Headed into Amazon.com's (AMZN 2.94%) fourth quarter, there was lots of uncertainty about what the e-commerce and cloud-computing company would report, particularly as it related to the company's profitability. But net income soared as operating income exceeded the high end of the company's guidance range.
Here's a closer look at Amazon's soaring profits and its overall fourth-quarter results.
Amazon.com results: The raw numbers
Metric |
Q4 2016 |
Q4 2015 |
Change (YOY) |
---|---|---|---|
Revenue |
$43.7 billion |
$35.7 billion |
22% |
Operating income |
$1.3 billion |
$1.1 billion |
13% |
Net income |
$749 million |
$482 million |
55% |
EPS |
$1.54 |
$1.00 |
54% |
What happened with Amazon this quarter?
- Revenue increased 22%, a rate that falls in the middle of management's own forecast for fourth-quarter revenue growth between 17% and 27%.
- For its seventh quarter in a row, Amazon was profitable. Net income was $749 million, up 55% form the year-ago quarter.
- Amazon's operating income was $1.3 billion, easily exceeding the company's forecast for fourth-quarter operating profits to be between $0 to $1.25 billion.
- Amazon's North America e-commerce business saw its operating income rise from $636 million in the year-ago quarter to $816 million in the fourth quarter of 2016.
- But the loss in Amazon's international e-commerce business widened from $108 million in the year-ago quarter to $487 million in the fourth quarter of 2016.
- Amazon's cloud-computing business, Amazon Web Services (AWS), outperformed the company's North America e-commerce business when it comes to profitability. AWS' operating income increased from $580 million in the year-ago quarter to $926 million in the fourth quarter of 2016, accounting for 74% of the company's overall operating income.

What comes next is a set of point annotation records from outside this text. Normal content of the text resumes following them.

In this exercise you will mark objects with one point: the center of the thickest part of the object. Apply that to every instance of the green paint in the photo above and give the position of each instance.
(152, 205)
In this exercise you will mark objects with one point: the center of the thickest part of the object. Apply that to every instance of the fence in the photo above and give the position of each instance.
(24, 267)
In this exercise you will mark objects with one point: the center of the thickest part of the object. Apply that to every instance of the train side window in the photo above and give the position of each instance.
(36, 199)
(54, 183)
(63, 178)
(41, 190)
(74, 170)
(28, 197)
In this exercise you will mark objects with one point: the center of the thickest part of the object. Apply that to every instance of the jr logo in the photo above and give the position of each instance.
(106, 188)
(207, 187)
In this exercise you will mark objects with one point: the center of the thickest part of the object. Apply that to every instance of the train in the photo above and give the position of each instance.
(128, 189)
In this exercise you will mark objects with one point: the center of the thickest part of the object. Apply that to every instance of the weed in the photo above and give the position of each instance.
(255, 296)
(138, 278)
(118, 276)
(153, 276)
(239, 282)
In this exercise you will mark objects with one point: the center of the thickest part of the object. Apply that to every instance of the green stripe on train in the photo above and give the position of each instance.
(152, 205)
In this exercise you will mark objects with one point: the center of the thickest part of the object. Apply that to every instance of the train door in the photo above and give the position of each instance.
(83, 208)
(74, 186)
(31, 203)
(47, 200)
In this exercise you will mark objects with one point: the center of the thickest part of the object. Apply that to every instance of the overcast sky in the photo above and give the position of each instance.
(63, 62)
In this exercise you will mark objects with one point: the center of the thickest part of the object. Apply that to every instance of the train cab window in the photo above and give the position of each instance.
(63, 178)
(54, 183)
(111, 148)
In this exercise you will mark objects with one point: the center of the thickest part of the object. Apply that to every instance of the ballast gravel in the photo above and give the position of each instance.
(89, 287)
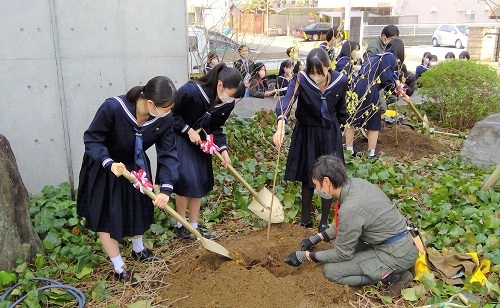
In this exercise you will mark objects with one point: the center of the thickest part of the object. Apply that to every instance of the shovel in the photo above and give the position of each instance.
(208, 244)
(261, 204)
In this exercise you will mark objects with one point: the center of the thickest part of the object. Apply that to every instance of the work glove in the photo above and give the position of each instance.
(296, 258)
(310, 242)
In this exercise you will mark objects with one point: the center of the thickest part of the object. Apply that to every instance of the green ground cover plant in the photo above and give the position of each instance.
(441, 194)
(459, 93)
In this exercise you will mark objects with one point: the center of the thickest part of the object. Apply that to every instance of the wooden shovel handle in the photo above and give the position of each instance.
(167, 208)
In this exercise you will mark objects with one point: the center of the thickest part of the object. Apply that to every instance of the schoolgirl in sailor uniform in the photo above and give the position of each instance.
(379, 72)
(348, 53)
(423, 66)
(285, 74)
(123, 128)
(321, 109)
(203, 103)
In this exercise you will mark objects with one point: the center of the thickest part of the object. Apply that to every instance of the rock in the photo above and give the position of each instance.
(482, 146)
(18, 238)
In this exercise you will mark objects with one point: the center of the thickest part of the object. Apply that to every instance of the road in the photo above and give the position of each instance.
(271, 49)
(275, 48)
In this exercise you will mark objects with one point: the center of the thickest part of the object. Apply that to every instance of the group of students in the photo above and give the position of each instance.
(429, 61)
(124, 127)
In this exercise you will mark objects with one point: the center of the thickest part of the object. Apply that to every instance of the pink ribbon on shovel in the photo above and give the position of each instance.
(142, 181)
(208, 146)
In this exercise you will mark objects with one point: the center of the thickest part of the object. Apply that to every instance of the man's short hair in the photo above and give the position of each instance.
(333, 32)
(390, 31)
(332, 167)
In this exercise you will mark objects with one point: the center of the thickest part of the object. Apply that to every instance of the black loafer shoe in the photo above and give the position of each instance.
(322, 228)
(124, 277)
(145, 255)
(305, 225)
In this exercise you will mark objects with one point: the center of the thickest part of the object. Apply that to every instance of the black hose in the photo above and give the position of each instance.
(77, 293)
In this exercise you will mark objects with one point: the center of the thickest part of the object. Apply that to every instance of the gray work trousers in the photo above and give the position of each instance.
(375, 262)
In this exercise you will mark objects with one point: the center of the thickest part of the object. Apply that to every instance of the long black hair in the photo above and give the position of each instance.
(230, 78)
(347, 48)
(283, 65)
(160, 89)
(316, 59)
(397, 48)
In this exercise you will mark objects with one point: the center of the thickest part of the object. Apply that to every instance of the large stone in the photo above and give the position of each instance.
(482, 146)
(18, 238)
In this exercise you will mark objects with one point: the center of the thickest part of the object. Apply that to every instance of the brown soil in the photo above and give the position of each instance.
(402, 141)
(257, 277)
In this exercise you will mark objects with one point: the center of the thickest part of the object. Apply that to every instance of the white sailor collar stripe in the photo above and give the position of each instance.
(129, 114)
(333, 83)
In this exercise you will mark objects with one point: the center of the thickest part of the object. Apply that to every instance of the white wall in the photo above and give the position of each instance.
(60, 60)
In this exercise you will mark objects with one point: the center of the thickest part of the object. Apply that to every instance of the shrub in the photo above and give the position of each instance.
(460, 93)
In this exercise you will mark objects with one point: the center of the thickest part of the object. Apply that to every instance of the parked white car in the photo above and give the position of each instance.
(450, 35)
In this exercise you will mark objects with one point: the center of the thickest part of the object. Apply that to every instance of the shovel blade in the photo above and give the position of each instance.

What management had to say
Amazon continued to make progress on its flywheel strategy of delivering value for Prime members across a growing suite of membership benefits. Amazon CEO Jeff Bezos explained Prime's success in the company's fourth-quarter earnings press release:
Our Prime team's customer obsession kept them busy in 2016. Prime members can now choose from over 50 million items with free two-day shipping -- up 73% since 2015. Prime Video is now available in more than 200 countries and territories. Prime Now added 18 new cities, which means millions more members now get one and two hour delivery. New benefits were also added to the list, like Prime Reading, Audible Channels for Prime, Twitch Prime and more. And customers noticed -- tens of millions of new paid members joined the program in just this past year.
AWS, which Amazon prides itself on its rate of innovation, released "308 significant new services and features in the fourth quarter, bringing the total number of launches in 2016 to 1,017," management said. This is up from 722 significant new services and features in 2015.
Management continues to expect 2017 to be marked by a big step-up in investments. Amazon CFO Brian Olsavsky discussed these expected investments' impact on the company's first-quarter guidance during Amazon's fourth-quarter earnings call (via a Reuters transcript):
[W]hat you are seeing ... is the continuation of the step-up investment that we saw in the second half of last year. I talked about in prior calls about the fulfillment center step up.
We had 26 warehouses we added last year, 23 of them were in the second half of the year. Digital content, digital video content, end marketing stepped up quite a bit in the second half of the year.
We continue to invest heavily in those two areas. We also have investments in other Prime benefits from Prime Now to Amazon Fresh, and of course we're continuing to invest in Alexa in our Echo devices. And finally I'd point out India which continues to be a rather large investment for us.
For Amazon's first quarter of 2017, management said it expected revenue to be between $33.25 billion and $36.75 billion, up 14% to 23% compared to the first quarter of 2016. This guidance range, management emphasized, "anticipates an unfavorable impact of approximately $730 million or 250 basis points from foreign exchange rates." In anticipation of an aggressive investment year, management expects operating income to be between $250 million and $900 million, down from $1.1 billion in the first quarter of 2016.